M.A.S., Contre les Français : de l’influence néfaste exercée par la culture française, traduit de l'espagnol par Philippe Thureau-Dangin, Éditions Exils, 2015Or voilà que paraît, sous une plume espagnole cette fois, un pamphlet – Contre les Français : de l’influence néfaste exercée par la culture française (Éditions Exils) – qui dit à peu près l’inverse : nous serions des plagiaires, tout juste bons à mettre en valeur les idées des autres, et encore, en les altérant. Bon, il faudrait savoir, les amis !

En fait, il n’est pas impossible que les deux thèses sont en partie fondées. Morrison s’en prenait à l’état actuel de la culture française, devenue selon lui incapable de s’exporter. Pour sa part, le pamphlet espagnol, signé des simples initiales M.A.S., appuie son assassinat sur l’analyse de plusieurs siècles de créations hexagonales. Il commence par ces mots fort peu aimables : “J’en suis arrivé peu à peu à la certitude que le pire malheur, parmi tous les malheurs qui ont affecté la culture européenne, est qu’un pays aussi peuplé que la France, occupant qui plus est un espace si vaste, se soit trouvé presque exactement au centre du continent.” Pendant des siècles, la France aurait en effet été un obstacle à une circulation fluide des cultures européennes, “les Français se croyant obligés de passe à leur tamis déformant toutes les créations originales que leurs voisins produisaient”.

Qui est donc ce M.A.S. ? C’est un écrivain et éditeur espagnol, Manuel Arroyo Stephens. Il publia cette charge féroce et drôle à Madrid en 1980, de façon anonyme. L’ouvrage n’avait jamais été traduit en français. C’est le fondateur de la petite maison Exils, Philippe Thureau-Dangin, qui s’y est collé afin que la France puisse enfin prendre la mesure de l’outrage, et en jouir. Il s’agit d’un impitoyable canardage de toutes nos grandes figures.
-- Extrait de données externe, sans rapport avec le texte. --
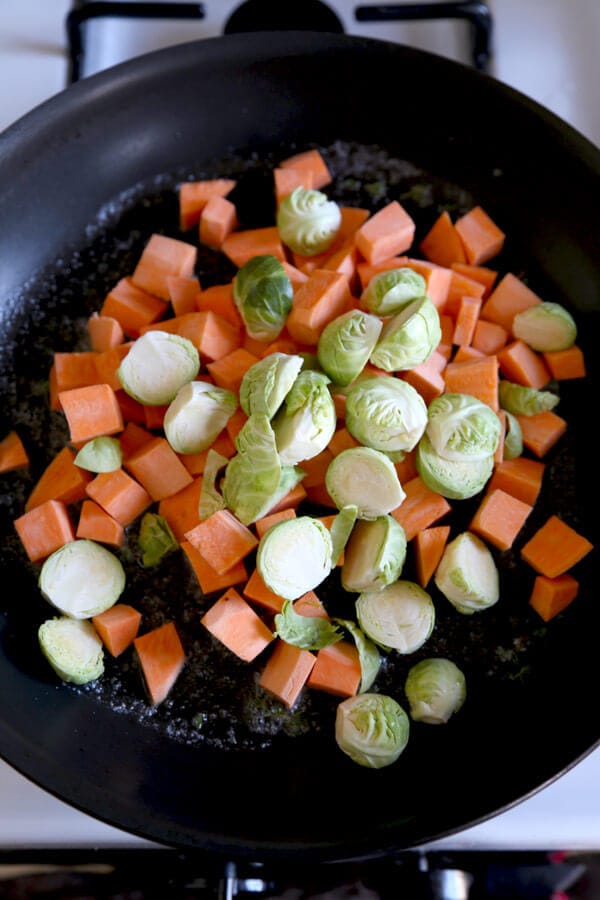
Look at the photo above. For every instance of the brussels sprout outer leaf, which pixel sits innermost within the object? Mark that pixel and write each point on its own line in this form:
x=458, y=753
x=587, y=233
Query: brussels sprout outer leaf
x=306, y=632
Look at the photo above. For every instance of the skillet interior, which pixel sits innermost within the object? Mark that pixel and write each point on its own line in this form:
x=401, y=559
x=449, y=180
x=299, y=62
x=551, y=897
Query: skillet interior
x=530, y=713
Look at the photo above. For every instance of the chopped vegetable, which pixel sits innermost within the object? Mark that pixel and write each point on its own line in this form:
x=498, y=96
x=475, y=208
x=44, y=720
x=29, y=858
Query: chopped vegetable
x=400, y=616
x=82, y=579
x=435, y=689
x=73, y=649
x=372, y=729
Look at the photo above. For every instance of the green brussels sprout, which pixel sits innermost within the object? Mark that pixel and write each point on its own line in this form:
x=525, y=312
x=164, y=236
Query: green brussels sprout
x=389, y=292
x=306, y=632
x=156, y=539
x=545, y=327
x=409, y=337
x=346, y=344
x=462, y=428
x=435, y=689
x=513, y=437
x=253, y=475
x=400, y=616
x=101, y=454
x=375, y=554
x=308, y=221
x=211, y=500
x=467, y=574
x=294, y=556
x=197, y=415
x=73, y=648
x=156, y=366
x=263, y=295
x=365, y=478
x=385, y=413
x=82, y=579
x=372, y=729
x=453, y=479
x=524, y=401
x=307, y=420
x=368, y=654
x=266, y=383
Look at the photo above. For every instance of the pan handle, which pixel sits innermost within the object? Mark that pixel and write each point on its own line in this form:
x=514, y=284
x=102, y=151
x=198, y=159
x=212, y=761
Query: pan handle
x=83, y=12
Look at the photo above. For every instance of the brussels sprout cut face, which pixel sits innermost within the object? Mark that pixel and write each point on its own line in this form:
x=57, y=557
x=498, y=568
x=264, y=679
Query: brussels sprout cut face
x=467, y=575
x=372, y=729
x=157, y=366
x=399, y=617
x=364, y=478
x=385, y=413
x=73, y=649
x=435, y=689
x=308, y=221
x=295, y=556
x=82, y=579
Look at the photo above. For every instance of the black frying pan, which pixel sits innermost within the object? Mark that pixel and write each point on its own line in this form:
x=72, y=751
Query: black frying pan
x=84, y=180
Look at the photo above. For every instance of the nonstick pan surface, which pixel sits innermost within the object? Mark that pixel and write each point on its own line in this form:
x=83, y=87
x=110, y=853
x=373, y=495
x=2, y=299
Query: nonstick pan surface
x=85, y=179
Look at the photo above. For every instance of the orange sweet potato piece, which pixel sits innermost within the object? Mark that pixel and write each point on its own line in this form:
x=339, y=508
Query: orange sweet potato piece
x=44, y=529
x=118, y=627
x=161, y=657
x=233, y=622
x=499, y=518
x=337, y=670
x=222, y=540
x=555, y=548
x=286, y=672
x=550, y=596
x=388, y=232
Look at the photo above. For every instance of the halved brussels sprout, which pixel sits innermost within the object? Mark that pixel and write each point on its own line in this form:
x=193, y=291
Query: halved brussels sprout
x=453, y=479
x=306, y=632
x=400, y=616
x=294, y=556
x=435, y=689
x=252, y=476
x=375, y=554
x=365, y=478
x=157, y=366
x=409, y=337
x=73, y=648
x=266, y=384
x=368, y=654
x=308, y=221
x=372, y=729
x=513, y=437
x=467, y=574
x=346, y=344
x=461, y=427
x=82, y=579
x=385, y=413
x=101, y=454
x=156, y=539
x=524, y=401
x=545, y=327
x=263, y=294
x=389, y=292
x=307, y=420
x=197, y=415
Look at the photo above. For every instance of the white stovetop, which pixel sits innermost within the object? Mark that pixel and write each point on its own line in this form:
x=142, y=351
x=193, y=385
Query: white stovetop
x=548, y=50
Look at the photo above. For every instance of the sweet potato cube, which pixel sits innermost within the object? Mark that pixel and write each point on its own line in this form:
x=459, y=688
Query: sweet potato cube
x=233, y=622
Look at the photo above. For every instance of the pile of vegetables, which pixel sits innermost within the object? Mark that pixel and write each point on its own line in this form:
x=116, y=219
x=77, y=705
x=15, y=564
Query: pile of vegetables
x=323, y=412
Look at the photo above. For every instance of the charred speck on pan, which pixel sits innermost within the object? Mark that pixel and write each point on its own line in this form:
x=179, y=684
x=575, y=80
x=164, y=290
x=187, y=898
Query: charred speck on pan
x=216, y=700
Voltaire, recycleur de la pensée philosophique anglaise, est étrillé sur tout un chapitre. Corneille est campé en pilleur du théâtre espagnol, Sade qualifié de “médiocre écrivain et criminel notoire”, Sartre placé en tête des “filous beaux parleurs issus d’une ligne de pensée totalitaire”, le roman français victime d’une “haine profonde de l’imagination, c’est-à-dire de la substance même du roman” (Flaubert, en particulier, en prend pour son grade), etc. Pour M.A.S., “les Français sont parvenus à faire de leur histoire littéraire une histoire qui compte en Europe, sauf qu’ils ne possèdent pas vraiment de littérature propre, au sens noble du mot”. Les Espagnols ont créé le roman picaresque, la poésie mystique, le Romancero. “Mais que reste-t-il aux Français après presque six siècles de littérature nationale ? Très peu. Même pas, comme à Phaéton, la consolation qui reste à ceux qui ont tenté et échoué.” La France carrefour du rien, ou à la rigueur du “bel esprit”, de la pose, du chic, de la normalisation académique …

La charge est féroce mais on peut malgré tout y lire, dans un mince filigrane, une sorte d’amour (déçu) de la culture française. L’auteur ne procède certainement pas par antiphrases, les attaques semblent sincères, réfléchies, parfois étayées, mais c’est avant tout un travail de caricaturiste qui se déploie dans ce court essai, attrapant ici un travers pour l’amplifier, là un défaut pour en faire l’essence même du curieux spécimen zoologique que serait le créateur français. Et c’est avec un plaisir non dissimulé que notre féroce Espagnol cite Schopenhauer : “De même que l’Asie a les tigres, l’Afrique les singes, nous autres, en Europe, nous avons les Français.”

Édouard Launet

M.A.S., Contre les Français : de l’influence néfaste exercée par la culture française, traduit de l’espagnol par Philippe Thureau-Dangin, Éditions Exils, 2015, 143 pages, 15 euros.